Was wenig daran ändern wird, dass sich die Quartiersuche für Flüchtlinge - und die Diskussionen rund um das Thema - in den kommenden Wochen noch schwieriger gestalten dürfte. Denn das Innenministerium hat seine Prognose für das laufende Jahr weiter nach oben revidiert. Erwartet werden 70.000 Asylanträge und damit so viele Flüchtlinge wie seit dem Sowjet-Einmarsch in der CSSR nicht mehr.

Zielland Nummer eins

Bisher war das Innenressort von 50.000 Anträgen ausgegangen. Doch die steigende Zahl an Ansuchen in den vergangenen Wochen hat die Prognosen nach oben schnellen lassen. Wie das Ministerium gegenüber der APA bekannt gab, war Österreich im Mai mit Schweden bereits Zielland Nummer eins in Europa auf die Bevölkerungszahl gerechnet.

Alleine vergangene Woche wurden 1781 Anträge gezählt.
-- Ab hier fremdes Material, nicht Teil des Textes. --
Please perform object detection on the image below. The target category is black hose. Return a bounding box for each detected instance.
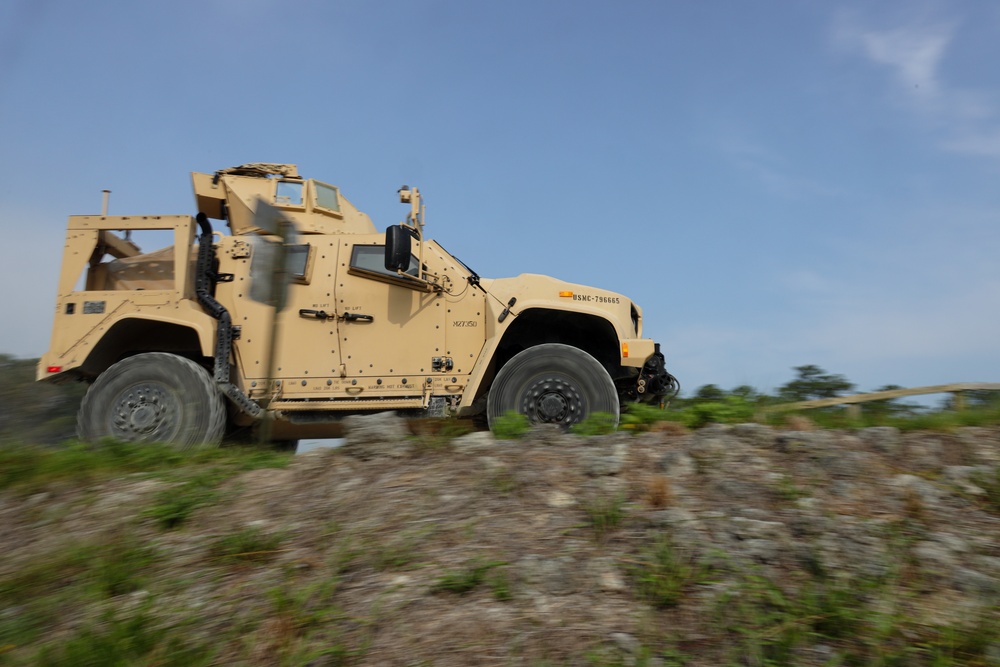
[195,213,263,417]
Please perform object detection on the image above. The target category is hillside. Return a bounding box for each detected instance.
[0,415,1000,667]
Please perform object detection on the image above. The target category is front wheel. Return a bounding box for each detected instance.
[77,352,226,449]
[486,343,619,429]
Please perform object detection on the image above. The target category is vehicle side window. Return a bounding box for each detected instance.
[351,245,419,279]
[274,181,302,206]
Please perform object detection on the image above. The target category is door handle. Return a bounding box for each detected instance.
[299,308,336,320]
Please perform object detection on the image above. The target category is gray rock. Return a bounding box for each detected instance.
[657,450,695,477]
[580,442,628,477]
[732,424,778,449]
[342,412,413,459]
[517,554,578,595]
[451,431,498,451]
[858,426,900,456]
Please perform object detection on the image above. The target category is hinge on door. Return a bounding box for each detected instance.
[431,357,455,371]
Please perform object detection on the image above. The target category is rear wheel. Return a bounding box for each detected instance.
[486,343,619,429]
[77,352,226,448]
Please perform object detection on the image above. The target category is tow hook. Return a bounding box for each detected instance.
[635,343,677,403]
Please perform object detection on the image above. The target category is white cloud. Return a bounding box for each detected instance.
[859,23,954,97]
[833,14,1000,157]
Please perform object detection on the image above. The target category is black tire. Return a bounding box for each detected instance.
[486,343,619,429]
[76,352,226,449]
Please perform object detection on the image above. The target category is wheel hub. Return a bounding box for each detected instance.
[521,378,583,425]
[112,383,174,440]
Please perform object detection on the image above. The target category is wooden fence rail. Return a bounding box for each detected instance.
[760,382,1000,413]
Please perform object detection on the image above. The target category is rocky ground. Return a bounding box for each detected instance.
[0,415,1000,667]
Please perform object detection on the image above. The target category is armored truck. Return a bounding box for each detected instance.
[37,163,676,447]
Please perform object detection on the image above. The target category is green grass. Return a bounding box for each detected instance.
[491,410,531,440]
[433,560,510,600]
[631,534,706,609]
[583,494,625,539]
[32,602,214,667]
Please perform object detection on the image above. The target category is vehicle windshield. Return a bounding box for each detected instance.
[434,241,480,280]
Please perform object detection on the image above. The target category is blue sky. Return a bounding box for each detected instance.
[0,0,1000,390]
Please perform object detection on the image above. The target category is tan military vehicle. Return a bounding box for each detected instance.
[38,164,675,445]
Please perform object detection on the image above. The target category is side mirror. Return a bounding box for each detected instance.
[385,225,412,273]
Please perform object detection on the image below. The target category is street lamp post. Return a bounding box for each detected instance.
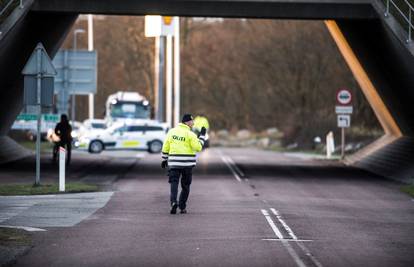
[71,29,85,127]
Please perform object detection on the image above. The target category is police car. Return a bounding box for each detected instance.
[75,120,168,153]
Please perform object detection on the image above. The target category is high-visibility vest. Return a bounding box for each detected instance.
[193,116,210,131]
[162,123,204,169]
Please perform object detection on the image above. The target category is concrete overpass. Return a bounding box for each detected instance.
[0,0,414,182]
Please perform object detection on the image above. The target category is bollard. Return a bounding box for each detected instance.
[59,146,66,192]
[326,131,335,159]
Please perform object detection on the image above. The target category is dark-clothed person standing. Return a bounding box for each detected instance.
[53,114,72,164]
[161,114,206,214]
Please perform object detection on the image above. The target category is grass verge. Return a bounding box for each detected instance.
[0,182,99,196]
[0,227,32,246]
[401,185,414,197]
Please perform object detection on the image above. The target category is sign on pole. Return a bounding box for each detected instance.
[338,115,351,128]
[335,89,353,159]
[22,43,56,185]
[145,16,178,37]
[336,89,352,105]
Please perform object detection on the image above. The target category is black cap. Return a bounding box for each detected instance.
[181,114,193,123]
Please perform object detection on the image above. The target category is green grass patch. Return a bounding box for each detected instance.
[0,182,99,196]
[0,227,32,246]
[401,185,414,197]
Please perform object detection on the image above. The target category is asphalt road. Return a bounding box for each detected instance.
[8,149,414,267]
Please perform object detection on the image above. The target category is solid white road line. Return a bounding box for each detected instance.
[270,208,298,239]
[270,208,322,267]
[262,241,313,242]
[262,209,306,267]
[220,155,241,182]
[227,156,245,177]
[0,225,46,232]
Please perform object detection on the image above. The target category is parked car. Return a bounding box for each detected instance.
[76,120,168,153]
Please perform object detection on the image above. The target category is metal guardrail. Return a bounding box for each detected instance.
[384,0,414,43]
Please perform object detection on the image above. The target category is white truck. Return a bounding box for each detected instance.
[105,92,151,125]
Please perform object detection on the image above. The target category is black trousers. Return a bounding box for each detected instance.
[53,141,72,165]
[168,168,193,210]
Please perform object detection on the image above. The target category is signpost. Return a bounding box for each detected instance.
[53,50,98,114]
[335,89,353,159]
[22,43,56,185]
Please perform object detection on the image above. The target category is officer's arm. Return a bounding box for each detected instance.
[55,123,60,135]
[162,132,171,160]
[190,132,204,152]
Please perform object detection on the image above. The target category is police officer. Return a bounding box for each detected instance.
[161,114,206,214]
[53,114,72,165]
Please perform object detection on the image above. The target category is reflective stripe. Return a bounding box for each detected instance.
[169,156,196,160]
[168,159,196,163]
[168,162,196,167]
[169,154,195,157]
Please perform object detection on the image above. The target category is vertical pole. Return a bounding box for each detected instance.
[88,14,95,119]
[158,36,165,122]
[384,0,390,17]
[341,127,345,159]
[154,36,161,121]
[166,35,172,128]
[408,7,413,42]
[59,146,66,192]
[35,48,42,185]
[70,33,77,127]
[174,17,180,125]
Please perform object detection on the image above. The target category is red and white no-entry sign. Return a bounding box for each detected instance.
[336,89,352,105]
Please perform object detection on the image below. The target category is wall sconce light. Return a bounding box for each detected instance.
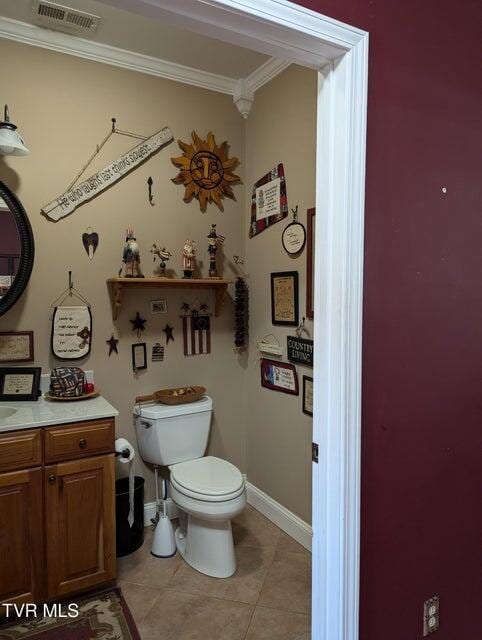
[0,105,28,156]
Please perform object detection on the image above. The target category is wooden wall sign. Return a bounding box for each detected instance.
[42,127,173,221]
[287,336,313,367]
[271,271,298,327]
[261,358,299,396]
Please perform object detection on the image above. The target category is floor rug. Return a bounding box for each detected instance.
[0,588,140,640]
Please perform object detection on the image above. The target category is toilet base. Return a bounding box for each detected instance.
[174,514,236,578]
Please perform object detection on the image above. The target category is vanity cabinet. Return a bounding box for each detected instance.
[0,419,116,602]
[0,468,44,604]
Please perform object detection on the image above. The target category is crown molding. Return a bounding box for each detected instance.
[0,16,290,118]
[0,16,238,95]
[245,58,291,93]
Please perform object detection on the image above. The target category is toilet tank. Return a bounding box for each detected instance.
[134,396,213,466]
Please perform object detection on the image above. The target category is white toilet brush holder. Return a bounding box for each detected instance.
[151,515,176,558]
[151,467,176,558]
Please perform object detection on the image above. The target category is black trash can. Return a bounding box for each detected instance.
[115,476,145,558]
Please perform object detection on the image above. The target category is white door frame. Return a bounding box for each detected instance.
[91,0,368,640]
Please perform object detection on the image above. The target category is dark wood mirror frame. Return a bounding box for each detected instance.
[0,181,35,316]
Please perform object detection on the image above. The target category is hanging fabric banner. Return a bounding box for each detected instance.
[51,306,92,360]
[249,164,288,238]
[42,127,173,221]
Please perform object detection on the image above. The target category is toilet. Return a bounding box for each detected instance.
[135,396,246,578]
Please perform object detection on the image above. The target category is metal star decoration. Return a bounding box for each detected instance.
[129,311,147,336]
[106,334,119,356]
[163,324,174,344]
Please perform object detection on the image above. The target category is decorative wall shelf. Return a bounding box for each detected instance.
[107,278,231,320]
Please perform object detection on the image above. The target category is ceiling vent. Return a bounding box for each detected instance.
[32,0,101,34]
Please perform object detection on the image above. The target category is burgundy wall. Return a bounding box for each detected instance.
[298,0,482,640]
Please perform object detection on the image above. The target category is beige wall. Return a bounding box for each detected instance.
[0,40,316,521]
[246,66,317,522]
[0,40,245,499]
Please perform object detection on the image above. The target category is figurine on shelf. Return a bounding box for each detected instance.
[182,240,196,278]
[119,229,144,278]
[151,244,172,278]
[207,224,226,280]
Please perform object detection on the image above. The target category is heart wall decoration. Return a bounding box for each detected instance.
[82,227,99,260]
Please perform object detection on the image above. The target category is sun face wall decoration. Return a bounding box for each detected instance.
[171,131,241,213]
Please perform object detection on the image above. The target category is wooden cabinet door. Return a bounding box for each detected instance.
[44,454,116,598]
[0,469,44,604]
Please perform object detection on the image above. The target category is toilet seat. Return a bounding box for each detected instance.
[169,456,245,502]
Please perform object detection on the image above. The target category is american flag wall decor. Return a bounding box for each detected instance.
[181,313,211,356]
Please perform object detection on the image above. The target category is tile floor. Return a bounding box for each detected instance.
[118,506,311,640]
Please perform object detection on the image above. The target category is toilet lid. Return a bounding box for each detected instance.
[170,456,244,496]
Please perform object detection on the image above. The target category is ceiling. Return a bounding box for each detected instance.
[0,0,269,80]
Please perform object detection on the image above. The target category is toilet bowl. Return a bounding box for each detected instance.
[169,456,246,578]
[135,396,246,578]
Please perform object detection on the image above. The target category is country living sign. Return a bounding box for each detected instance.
[287,336,313,367]
[42,127,173,222]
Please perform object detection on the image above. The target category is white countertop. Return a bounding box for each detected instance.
[0,396,119,433]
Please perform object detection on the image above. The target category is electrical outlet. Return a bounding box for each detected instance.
[423,596,440,638]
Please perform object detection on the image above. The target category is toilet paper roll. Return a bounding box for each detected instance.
[115,438,136,527]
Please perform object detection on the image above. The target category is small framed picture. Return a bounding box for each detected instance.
[132,342,147,371]
[151,298,167,314]
[261,358,299,396]
[0,331,34,362]
[271,271,299,327]
[281,220,306,256]
[303,376,313,416]
[0,367,42,402]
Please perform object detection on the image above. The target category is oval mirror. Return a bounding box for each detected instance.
[0,182,34,315]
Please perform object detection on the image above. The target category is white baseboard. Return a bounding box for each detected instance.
[246,482,313,551]
[144,481,313,551]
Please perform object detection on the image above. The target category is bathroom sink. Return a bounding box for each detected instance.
[0,407,17,420]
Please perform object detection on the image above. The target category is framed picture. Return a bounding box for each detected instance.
[151,298,167,313]
[261,358,300,396]
[132,342,147,371]
[0,367,41,402]
[271,271,299,327]
[306,209,316,320]
[0,331,34,362]
[303,376,313,416]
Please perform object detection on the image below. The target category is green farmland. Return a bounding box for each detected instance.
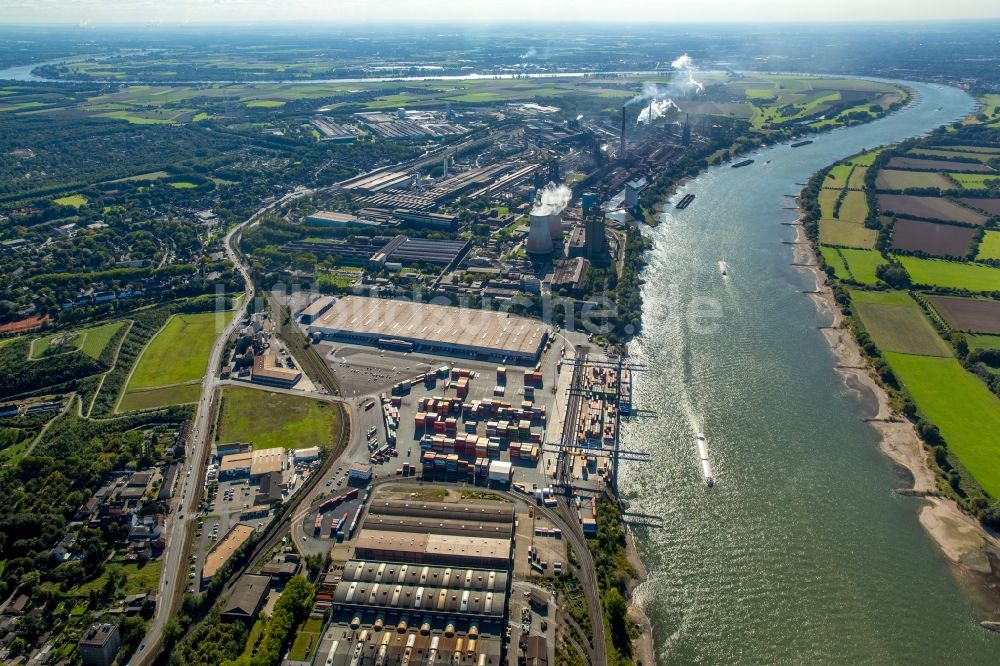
[976,231,1000,259]
[965,334,1000,349]
[126,311,233,391]
[851,291,951,356]
[819,245,851,280]
[819,218,878,250]
[31,321,125,359]
[119,310,233,411]
[948,173,1000,190]
[216,387,343,449]
[847,148,884,167]
[840,248,886,285]
[885,352,1000,497]
[118,382,201,412]
[823,164,854,190]
[898,256,1000,292]
[840,190,868,224]
[820,245,885,286]
[52,194,87,208]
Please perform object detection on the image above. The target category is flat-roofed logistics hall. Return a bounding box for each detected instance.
[303,296,549,365]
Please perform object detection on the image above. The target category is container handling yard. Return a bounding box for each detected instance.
[278,328,643,666]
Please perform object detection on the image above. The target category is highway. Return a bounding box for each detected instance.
[130,189,312,666]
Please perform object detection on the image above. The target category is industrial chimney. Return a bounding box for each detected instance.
[618,106,625,159]
[549,213,562,240]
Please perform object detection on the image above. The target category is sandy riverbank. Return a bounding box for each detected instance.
[793,223,1000,619]
[625,526,656,666]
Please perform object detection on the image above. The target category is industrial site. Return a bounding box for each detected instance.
[162,63,860,666]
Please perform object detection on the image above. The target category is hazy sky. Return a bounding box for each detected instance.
[0,0,1000,25]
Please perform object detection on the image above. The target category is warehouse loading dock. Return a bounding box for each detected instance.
[308,296,549,365]
[313,489,515,666]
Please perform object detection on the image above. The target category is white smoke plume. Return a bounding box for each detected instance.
[670,53,705,94]
[635,97,680,125]
[531,183,573,215]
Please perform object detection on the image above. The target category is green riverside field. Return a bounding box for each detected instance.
[885,352,1000,497]
[216,386,342,450]
[840,248,885,285]
[899,256,1000,291]
[125,311,233,393]
[976,231,1000,259]
[851,291,951,356]
[31,321,125,358]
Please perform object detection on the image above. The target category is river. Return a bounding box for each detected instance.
[621,83,1000,664]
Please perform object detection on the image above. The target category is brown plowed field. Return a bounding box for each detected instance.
[892,218,976,257]
[889,157,993,173]
[959,197,1000,215]
[875,169,955,190]
[930,296,1000,334]
[878,194,987,225]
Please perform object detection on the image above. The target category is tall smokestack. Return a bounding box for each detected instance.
[618,106,625,159]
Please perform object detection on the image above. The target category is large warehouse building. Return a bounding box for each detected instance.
[314,492,514,666]
[302,296,549,365]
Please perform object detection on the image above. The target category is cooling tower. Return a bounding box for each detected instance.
[527,213,559,254]
[549,213,562,242]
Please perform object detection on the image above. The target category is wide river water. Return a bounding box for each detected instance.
[621,84,1000,664]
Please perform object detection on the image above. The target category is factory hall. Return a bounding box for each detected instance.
[315,499,514,666]
[300,296,549,365]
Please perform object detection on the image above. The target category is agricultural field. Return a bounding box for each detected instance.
[819,245,851,280]
[959,197,1000,216]
[118,382,201,412]
[928,296,1000,335]
[119,310,233,411]
[878,194,987,225]
[847,148,884,167]
[126,311,233,391]
[875,169,955,190]
[819,189,840,218]
[889,157,996,173]
[823,164,854,190]
[840,248,886,285]
[52,194,87,208]
[216,387,342,449]
[847,167,868,190]
[108,171,170,183]
[897,256,1000,292]
[819,219,878,250]
[851,291,952,356]
[892,218,976,258]
[909,148,992,164]
[947,146,1000,156]
[839,190,868,224]
[885,351,1000,497]
[965,335,1000,350]
[948,173,1000,190]
[31,321,125,359]
[976,231,1000,260]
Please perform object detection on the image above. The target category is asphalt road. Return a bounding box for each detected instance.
[130,190,312,666]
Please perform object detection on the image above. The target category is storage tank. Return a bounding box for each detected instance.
[527,212,558,254]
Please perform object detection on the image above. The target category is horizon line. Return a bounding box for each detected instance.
[0,17,1000,30]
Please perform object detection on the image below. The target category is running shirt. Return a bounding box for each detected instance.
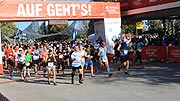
[136,42,142,52]
[5,48,14,60]
[32,50,39,60]
[25,54,32,62]
[41,52,49,62]
[120,42,128,56]
[99,47,107,61]
[17,52,25,64]
[47,55,55,62]
[71,51,83,67]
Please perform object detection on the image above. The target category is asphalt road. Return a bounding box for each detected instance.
[0,62,180,101]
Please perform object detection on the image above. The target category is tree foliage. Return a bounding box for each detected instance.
[149,20,162,30]
[39,23,68,34]
[121,20,136,35]
[0,22,16,36]
[88,20,94,35]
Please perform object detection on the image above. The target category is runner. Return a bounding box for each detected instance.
[118,34,131,75]
[46,50,57,85]
[41,47,49,77]
[56,50,65,76]
[135,39,143,68]
[85,45,94,77]
[71,45,83,84]
[98,42,112,78]
[17,48,26,80]
[5,45,14,80]
[25,50,32,77]
[32,46,39,76]
[79,43,86,80]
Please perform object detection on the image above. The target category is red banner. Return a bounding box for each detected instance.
[168,46,180,61]
[120,0,178,10]
[142,46,166,60]
[0,0,121,21]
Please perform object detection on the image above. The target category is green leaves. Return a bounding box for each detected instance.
[0,22,16,37]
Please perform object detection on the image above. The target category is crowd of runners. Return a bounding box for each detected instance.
[2,35,143,85]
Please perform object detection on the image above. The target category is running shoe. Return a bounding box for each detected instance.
[9,76,13,80]
[71,80,74,84]
[53,81,57,85]
[108,73,113,78]
[48,81,51,85]
[79,80,83,84]
[124,72,129,75]
[118,67,121,71]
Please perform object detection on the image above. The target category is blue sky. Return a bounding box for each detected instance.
[15,0,90,30]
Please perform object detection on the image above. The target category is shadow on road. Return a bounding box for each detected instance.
[94,62,180,85]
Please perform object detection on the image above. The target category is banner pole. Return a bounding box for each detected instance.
[0,22,4,75]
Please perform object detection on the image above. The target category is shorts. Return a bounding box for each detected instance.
[47,62,55,69]
[33,60,39,65]
[72,66,82,72]
[121,55,129,63]
[18,63,25,70]
[7,60,14,66]
[25,62,32,69]
[41,62,47,67]
[85,60,93,69]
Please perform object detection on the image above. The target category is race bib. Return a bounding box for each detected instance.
[59,55,63,59]
[26,62,30,66]
[124,50,128,54]
[138,49,142,52]
[48,62,54,67]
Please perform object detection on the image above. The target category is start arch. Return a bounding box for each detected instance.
[0,0,121,74]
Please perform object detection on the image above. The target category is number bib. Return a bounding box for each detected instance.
[48,62,54,67]
[123,50,128,54]
[26,62,30,66]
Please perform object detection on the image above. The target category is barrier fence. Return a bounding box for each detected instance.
[108,46,180,62]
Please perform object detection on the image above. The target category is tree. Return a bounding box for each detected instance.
[121,20,136,35]
[39,23,68,34]
[149,20,162,30]
[0,22,16,36]
[88,20,94,35]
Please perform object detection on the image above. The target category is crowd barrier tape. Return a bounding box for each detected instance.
[167,46,180,61]
[142,46,166,60]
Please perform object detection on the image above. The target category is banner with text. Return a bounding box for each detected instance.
[0,0,121,21]
[168,46,180,61]
[142,46,166,60]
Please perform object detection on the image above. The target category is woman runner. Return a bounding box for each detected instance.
[46,50,57,85]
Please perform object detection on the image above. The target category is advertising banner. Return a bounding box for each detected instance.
[168,46,180,61]
[142,46,166,60]
[0,0,120,21]
[128,0,178,9]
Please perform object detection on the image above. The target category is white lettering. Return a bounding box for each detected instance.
[55,4,62,16]
[36,4,42,16]
[71,4,76,16]
[47,4,55,16]
[63,4,71,16]
[17,4,26,16]
[26,4,34,16]
[81,4,88,16]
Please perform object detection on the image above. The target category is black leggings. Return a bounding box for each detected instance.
[135,51,142,65]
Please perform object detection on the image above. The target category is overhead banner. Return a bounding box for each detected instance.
[168,46,180,61]
[120,0,178,10]
[0,0,121,21]
[142,46,166,60]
Zusammengezählt waren es im vergangenen Monat in Österreich 6.240. Gesamt sind in den ersten fünf Monaten 2015 bereits 20.620 Asylanträge eingetroffen.

Ob in jüngerer Vergangenheit mehr Flüchtlinge zu versorgen waren, ist nicht eindeutig feststellbar. Die Statistiken des Innenressorts, die bis ins Jahr 1980 zurückgehen, zeigen kein Jahr, in dem es auch nur annähernd 70.000 Anträge gab.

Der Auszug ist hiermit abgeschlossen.